Saturday, March 7, 2009
University of Virginia
An very interesting historical landmark. This University though planned by Thomas Jefferson sits on land that had been a farm owned by The 5th President, President Monroe. Monroe Hill is where his farm house was. The University's corner stone is dated 1819, and is designated as the only University in the world as a World Heritage Site.
The grounds are beautiful, the buildings most unique. A must see. Many historic plaques through out bare the names of students who served in every war. University of Virginia was the first to have a School of Engineering. Unlike other Universities, it remained open through out The Civil War, quite a feat considering the state of Virginia had more battles than any other state. General Custer marched into Charlotesville with his men, camped on the University's grounds for 4 days; but through the efforts of the schools faculty left without bloodshed and substantial damage to the University.
As with many historic buildings fire has damaged parts, and much has been rebuilt.
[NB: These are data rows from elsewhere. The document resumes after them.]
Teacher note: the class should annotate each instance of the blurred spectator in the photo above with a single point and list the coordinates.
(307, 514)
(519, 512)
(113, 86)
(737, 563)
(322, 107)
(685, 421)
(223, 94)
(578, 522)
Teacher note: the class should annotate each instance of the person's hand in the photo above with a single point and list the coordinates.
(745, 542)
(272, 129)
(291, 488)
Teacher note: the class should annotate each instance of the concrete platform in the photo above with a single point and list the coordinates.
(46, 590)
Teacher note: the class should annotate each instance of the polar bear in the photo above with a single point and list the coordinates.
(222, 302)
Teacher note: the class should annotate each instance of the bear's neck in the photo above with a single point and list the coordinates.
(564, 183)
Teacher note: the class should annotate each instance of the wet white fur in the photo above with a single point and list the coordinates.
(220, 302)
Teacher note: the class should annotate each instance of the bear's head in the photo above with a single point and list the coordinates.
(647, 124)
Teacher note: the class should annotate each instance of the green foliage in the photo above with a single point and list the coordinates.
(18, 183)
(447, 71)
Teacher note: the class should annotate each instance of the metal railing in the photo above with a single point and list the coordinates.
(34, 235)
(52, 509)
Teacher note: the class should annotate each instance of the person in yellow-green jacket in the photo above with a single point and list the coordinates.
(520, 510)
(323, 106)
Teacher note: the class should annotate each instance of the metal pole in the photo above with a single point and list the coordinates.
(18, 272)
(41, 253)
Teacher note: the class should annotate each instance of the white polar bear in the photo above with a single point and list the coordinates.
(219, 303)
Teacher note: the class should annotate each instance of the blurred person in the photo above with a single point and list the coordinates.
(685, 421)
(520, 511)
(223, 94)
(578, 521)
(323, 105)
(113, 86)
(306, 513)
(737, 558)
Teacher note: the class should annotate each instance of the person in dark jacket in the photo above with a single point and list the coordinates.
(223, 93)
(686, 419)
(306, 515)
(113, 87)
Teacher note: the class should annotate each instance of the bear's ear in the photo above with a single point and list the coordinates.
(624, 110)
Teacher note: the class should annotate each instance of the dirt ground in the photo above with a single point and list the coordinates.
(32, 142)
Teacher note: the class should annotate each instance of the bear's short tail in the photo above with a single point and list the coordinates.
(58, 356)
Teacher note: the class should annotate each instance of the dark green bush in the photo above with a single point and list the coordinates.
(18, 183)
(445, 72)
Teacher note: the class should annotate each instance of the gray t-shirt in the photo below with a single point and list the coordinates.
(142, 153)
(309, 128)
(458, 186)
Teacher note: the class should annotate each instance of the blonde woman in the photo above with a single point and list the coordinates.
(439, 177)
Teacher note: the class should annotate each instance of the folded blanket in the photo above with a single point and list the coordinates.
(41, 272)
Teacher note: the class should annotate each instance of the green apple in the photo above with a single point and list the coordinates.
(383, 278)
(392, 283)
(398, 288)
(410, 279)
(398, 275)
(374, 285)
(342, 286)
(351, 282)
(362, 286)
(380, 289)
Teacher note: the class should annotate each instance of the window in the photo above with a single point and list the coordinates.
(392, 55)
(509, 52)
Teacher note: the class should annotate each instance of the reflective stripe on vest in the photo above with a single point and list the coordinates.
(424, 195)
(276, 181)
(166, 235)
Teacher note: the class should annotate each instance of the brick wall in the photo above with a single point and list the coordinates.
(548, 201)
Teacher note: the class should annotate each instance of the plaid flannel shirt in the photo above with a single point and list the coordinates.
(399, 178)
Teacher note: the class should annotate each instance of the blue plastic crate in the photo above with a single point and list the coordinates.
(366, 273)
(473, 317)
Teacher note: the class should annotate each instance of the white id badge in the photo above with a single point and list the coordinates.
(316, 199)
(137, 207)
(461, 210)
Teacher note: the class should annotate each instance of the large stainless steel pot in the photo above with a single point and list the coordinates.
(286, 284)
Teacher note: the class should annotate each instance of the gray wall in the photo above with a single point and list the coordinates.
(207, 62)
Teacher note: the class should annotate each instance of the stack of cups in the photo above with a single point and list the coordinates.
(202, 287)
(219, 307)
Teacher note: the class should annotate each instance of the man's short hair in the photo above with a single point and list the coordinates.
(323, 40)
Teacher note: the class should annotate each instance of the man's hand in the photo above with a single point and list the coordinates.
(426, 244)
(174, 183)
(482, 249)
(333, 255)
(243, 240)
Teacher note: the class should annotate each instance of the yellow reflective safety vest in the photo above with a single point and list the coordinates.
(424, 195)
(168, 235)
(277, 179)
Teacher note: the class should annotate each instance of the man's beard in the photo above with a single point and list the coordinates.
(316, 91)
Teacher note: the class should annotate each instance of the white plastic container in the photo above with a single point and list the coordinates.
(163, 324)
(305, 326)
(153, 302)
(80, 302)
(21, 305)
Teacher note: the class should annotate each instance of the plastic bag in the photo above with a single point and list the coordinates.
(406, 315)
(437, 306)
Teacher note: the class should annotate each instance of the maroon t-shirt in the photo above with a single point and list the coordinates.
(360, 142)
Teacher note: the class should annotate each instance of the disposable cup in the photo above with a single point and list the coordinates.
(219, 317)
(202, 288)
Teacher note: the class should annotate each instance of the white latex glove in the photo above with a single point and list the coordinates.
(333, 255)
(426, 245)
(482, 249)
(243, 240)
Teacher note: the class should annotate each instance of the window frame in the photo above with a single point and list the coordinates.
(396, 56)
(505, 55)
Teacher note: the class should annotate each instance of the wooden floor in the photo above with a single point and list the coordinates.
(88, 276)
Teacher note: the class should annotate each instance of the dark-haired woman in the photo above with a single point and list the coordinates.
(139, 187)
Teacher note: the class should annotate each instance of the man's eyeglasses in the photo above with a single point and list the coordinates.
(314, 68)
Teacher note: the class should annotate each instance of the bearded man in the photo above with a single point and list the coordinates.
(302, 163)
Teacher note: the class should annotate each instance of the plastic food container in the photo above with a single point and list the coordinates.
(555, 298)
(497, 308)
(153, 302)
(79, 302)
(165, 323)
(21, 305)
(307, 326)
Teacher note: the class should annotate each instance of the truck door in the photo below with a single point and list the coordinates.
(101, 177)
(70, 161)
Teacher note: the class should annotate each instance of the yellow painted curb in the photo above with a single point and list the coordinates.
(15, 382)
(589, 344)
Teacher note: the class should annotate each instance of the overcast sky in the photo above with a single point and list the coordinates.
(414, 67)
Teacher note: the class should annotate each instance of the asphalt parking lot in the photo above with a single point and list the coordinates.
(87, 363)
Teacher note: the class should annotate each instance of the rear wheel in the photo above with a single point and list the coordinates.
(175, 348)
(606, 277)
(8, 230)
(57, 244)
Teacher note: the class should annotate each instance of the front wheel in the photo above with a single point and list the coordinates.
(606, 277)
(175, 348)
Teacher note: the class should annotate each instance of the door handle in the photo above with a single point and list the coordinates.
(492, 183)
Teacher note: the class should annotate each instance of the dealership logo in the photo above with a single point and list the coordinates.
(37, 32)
The historic row, where the honor students dorms are; are built into the hillside. The design of the buildings, shape of windows etc. are very earth friendly.
To walk the grounds feels almost spirtual; soo many great men preceeded us.
A very impressive statue of Thomas Jefferson
The Greek Letters
The Green, currently the dorm area for only the very top students. Living in these quarters is considered quite an honor.
Very beautiful Rotunda.
History comes alive when you visit. Parking on campus streets can be a bit of challenge. Come prepared to walk.